Following Nirvana’s three studio albums, three compilations, three live albums, three bonus-rich reissues and an extensive four-disc box set, it was assumed that material by the Seattle outfit, whose career lasted just seven years, had finally run dry.
However, next month sees the release of Montage of Heck: The Home Recordings, a set of lo-fi acoustic performances by Kurt Cobain that were taped on a boom box between 1986 and 1994. The songs were collected to soundtrack this year’s documentary on the singer, Cobain. Today, the first official fruits from his posthumous debut solo album have emerged, in the form of a fragile acoustic demo version of Sappy, recorded at some point between 1986 and 1988. It will be accompanied on a 7” by a cover of the Beatles’ 1964 song And I Love Her.

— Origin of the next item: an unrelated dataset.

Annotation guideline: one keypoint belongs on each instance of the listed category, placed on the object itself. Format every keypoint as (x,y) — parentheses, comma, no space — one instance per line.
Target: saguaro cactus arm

Sappy is, in many ways, the great lost Nirvana classic. Cut from In Utero at the 11th hour, it got an official release as a secret track on the 1993 charity compilation No Alternative. Written around 1987, Cobain would attempt to record the track numerous times, in different keys and arrangements, and was never satisfied with the results. The song was first attempted with Bleach producer Jack Endino in 1990. “Even [Nirvana’s first label] Sub Pop was kind of puzzled by it,” he said later. “[T]here was no reason to record it right then, no single was planned or anything.”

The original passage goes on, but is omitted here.